PNN Class Prediction

Before you begin

Generally, you use one data set to train the classifier and the other to test it. Each gene expression data set consists of two files:

GCT or RES file that contains gene expression data.
Example file (training data): all_aml_train.gct.
Example file (test data): all_aml_test.gct.
CLS file that identifies the class of each sample in the gene expression data.
Example file (training data): all_aml_train.cls.
Example file (test data): all_aml_test.cls.

learn more:
file formats

Step 1: PreprocessDataset

Preprocess gene expression training data to remove platform noise and genes that have little variation. Note: If preprocessing the data removes relevant biological information, skip this step.

Do not preprocess the gene expression test data. The test data should contain all of the genes present in the training data.

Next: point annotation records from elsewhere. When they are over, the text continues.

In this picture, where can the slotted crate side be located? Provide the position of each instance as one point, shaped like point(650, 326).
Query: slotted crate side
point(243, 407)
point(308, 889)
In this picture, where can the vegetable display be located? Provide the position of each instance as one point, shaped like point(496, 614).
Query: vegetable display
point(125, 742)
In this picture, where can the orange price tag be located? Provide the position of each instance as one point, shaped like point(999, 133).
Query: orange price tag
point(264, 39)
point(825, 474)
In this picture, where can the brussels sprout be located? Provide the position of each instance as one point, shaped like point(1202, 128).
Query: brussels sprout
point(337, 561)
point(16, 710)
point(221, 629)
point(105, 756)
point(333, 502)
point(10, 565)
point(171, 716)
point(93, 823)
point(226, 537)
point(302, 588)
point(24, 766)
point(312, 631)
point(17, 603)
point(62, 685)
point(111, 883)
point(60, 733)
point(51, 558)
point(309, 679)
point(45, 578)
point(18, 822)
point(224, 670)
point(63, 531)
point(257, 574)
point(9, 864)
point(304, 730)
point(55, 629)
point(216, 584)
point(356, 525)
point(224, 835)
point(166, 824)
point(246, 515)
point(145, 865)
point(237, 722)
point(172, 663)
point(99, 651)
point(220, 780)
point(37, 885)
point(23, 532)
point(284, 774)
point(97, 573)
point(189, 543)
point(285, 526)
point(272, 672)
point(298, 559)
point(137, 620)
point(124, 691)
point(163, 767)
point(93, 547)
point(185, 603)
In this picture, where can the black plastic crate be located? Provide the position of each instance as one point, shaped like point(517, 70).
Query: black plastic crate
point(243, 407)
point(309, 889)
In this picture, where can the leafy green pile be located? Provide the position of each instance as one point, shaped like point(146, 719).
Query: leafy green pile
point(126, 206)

Open module in the GenePattern window.
Open module with example training data.

Considerations

PreprocessDataset can preprocess the data in one or more ways (in this order):
1. Set threshold and ceiling values. Any value lower/higer than the threshold/ceiling value is reset to the threshold/ceiling value.
2. Convert each expression value to the log base 2 of the value.
3. Remove genes (rows) if a given number of its sample values are less than a given threshold.
4. Remove genes (rows) that do not have a minimum fold change or expression variation.
5. Discretize or normalize the data.
When using ratios to compare gene expression between samples, convert values to log base 2 of the value to bring up- and down-regulated genes to the same scale. For example, ratios of 2 and .5 indicating two-fold changes for up- and down-regulated expression, respectively, are converted to +1 and -1.
If you did not generate the expression data, check whether preprocessing steps have already been taken before running the PreprocessDataset module.

learn more:
PreprocessDataset

Step 2: PNNXValidationOptimization

PNNXValidationOptimization runs PNN class prediction iteratively against a known data set. For each iteration, it leaves one sample out, builds the classifier using the remaining samples, and then tests the classifier on the sample left out. After testing various parameter settings, PNNXValidationOptimization creates an analysis result file (*.xvopt.odf) that contains the recommended parameter values. The result file is a binary (machine-readable) file that cannot be viewed, but can be used as input to the PNN module.

Considerations

Use the num features parameter to specify a range of values to try. The module automatically selects the best parameter settings. You do not need to run it multiple times.
To experiment with alternative parameter settings, use the PNN module rather than the PNNXValidationOptimization module.

learn more:
PNNXValidationOptimization

Step 3: PNN

The PNN module builds and/or tests a classifer by running the PNN class prediction method:

To build a classifier, specify the training data set. The module creates a classifier (*.model).
To test a previously built classifier, specify the classifier (*.model) and the test data set. The module creates a prediction results file (*.pred.odf) that assesses the accuracy of the predictor.
To build and test a classifier, specify both the training and test data sets. The module creates a classifier and a prediction results file.

learn more:
PNN

Step 4: View results

To view the prediction results file (*.pred.odf), use the PredictionResultsViewer module. For each sample, the viewer lists the actual class, predicted class, and prediction error rates.

The classifier (*.model) is a binary (machine-readable) file. It cannot be viewed, but can be used as input to the PNN module.

Considerations

The PredictionResultsViewer provides an absolute error rate (incorrect cases/total cases) and an ROC error rate (fraction of true positives versus the fraction of false positives). Use the ROC error rate for comparing results across data sets.

learn more:
PredictionResultsViewer

Step 5: Determine the class of an unknown sample

To classify unknown samples using the PNN module:

Use the saved model filename parameter to specify a previously generated classifier (*.model file).
Use the test filename parameter to specify an expression data set that contains the unknown samples.
The test class filename is a required parameter that specifies the class of each sample in the expression data set. For the unknown samples, create a class file that assigns some class (for example, "unknown") to each sample.

The module uses the classifier to predict the class of each unknown sample and creates a prediction results file. Use the PredictionResultsViewer module to view the prediction results (*.pred.odf) file:

The viewer lists each sample with its actual and predicted class.
Ignore the actual class, which was unknown.
Ignore the error rates, which are evaluating the class predictor against "known" data.